Hint: It has a lot to do with their ability to think long-term.

The idea of a family-controlled business, passed down from one generation to the next, seems quaint in an age when a guy with a college degree and a computer can become a dot-com billionaire overnight. Watching New Economy starlets like Amazon steal all the headlines, it would be easy to assume family empires are a dying breed, rapidly being replaced by corporations where meritocracy rules, capital runs free, ownership is traded swiftly and the financials are posted for all to see.

Not quite. The family-controlled firm remains at the heart of even the most modern industrialized economies, and the cover story on the Richardson family, which you can find in the November issue of Report on Business magazine, shows why.

Family-run businesses still account for the vast majority of the world’s companies—about 90% of them, in fact. Some are little more than corner stores, but they still make up 33% of all American businesses with revenues of $1 billion and up, and 40% of such companies in France and Germany, according to Boston Consulting Group.
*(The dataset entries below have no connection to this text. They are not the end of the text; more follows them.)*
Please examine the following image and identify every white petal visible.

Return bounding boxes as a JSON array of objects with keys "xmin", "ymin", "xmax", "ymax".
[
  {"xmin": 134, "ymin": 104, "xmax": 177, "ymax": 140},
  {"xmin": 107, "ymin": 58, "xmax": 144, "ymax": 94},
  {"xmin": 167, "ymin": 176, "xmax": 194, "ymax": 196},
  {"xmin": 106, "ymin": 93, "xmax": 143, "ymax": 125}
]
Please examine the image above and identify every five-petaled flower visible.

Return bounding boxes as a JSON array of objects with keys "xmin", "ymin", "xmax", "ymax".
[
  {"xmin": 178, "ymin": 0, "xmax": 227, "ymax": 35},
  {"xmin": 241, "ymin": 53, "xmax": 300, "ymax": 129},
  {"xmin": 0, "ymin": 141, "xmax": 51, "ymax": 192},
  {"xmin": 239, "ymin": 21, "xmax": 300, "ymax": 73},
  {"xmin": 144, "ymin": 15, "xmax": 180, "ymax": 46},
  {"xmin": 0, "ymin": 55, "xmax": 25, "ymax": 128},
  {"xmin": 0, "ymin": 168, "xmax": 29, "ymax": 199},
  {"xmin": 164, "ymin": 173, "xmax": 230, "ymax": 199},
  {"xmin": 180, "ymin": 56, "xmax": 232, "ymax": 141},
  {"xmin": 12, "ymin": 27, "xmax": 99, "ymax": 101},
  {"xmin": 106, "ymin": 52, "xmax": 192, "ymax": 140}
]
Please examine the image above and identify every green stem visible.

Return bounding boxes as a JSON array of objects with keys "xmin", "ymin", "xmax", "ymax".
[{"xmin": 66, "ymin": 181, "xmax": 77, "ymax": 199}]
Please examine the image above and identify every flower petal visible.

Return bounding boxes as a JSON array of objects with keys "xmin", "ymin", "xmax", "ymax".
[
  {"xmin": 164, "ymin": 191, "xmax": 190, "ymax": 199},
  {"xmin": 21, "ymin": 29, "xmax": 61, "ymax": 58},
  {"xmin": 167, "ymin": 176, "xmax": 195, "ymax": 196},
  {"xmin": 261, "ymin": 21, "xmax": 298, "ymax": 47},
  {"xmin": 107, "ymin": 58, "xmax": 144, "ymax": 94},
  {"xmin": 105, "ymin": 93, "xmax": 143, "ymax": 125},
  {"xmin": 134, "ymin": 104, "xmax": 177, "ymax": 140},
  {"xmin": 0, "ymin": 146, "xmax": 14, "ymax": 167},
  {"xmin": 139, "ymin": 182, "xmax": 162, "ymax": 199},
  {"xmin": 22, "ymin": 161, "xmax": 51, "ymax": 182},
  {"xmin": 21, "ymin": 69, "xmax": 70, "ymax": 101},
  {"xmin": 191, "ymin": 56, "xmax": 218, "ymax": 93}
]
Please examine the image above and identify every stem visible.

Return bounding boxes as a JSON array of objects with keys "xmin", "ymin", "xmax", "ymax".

Many are the exact opposite of the cobwebby firms of yore—they include such modern marvels as Wal-Mart, Samsung, LG and Foxconn, which probably made your iPhone. More importantly, as a group, family businesses deliver superior returns. When Credit Suisse analyzed financial data from 920 large family-controlled companies from around the world, it found that over the past decade their share-price returns have outperformed the global MSCI benchmark by 47%.

Why would companies rooted in the past outperform modern publicly traded corporations? The main reason is their ability to think long term. The CEOs of your typical non-family-owned public companies don’t spend a lot of time at the helm—the average tenure is less than 10 years—and they’re under more pressure than ever to maximize short-term results. With just a few years at the top, these CEOs are more caretakers than owners, with every incentive to maximize returns (and rake in bonuses) while the going is good.

The leaders of family-run companies, on the other hand, are focused on where their businesses will be a generation from now. Horst Brandstätter, owner of the German maker of Playmobil figures, ran his company for 54 years. He reportedly once gave a designer 10 years to develop a new product line.

Sean Silcoff’s revealing feature, which you can find here, offers a rare glimpse inside James Richardson & Sons—a Winnipeg-based company older than Canada itself. Long one of the country’s largest grain handlers, it now has holdings in agri-foods, wealth management, oil and gas, and real estate. CEO Hartley Richardson is part of the fifth generation to run the company, and over the past 24 years, he’s grown its revenues to $9 billion. Now he’s facing the biggest challenge of his career: Who will take over when he’s gone?

More than one family business has been brought down when control passed to children or grandchildren who lacked the smarts or instincts to run a big enterprise. The Richardsons were so afraid of that happening that they pushed the next generation out of the corporate nest to prove themselves before they could get a shot at the top job.

The experiment was perhaps too successful. Having seen—and thrived in—the outside world, many of the 20- and 30-somethings in the sixth generation are in no rush to return. Some in the family are questioning whether the next CEO needs to be a Richardson at all. Hartley’s father used to say that when you’re born into their family, “you have grain dust in your blood.” Whether the next leader of the company will exhibit that quality is suddenly an open question.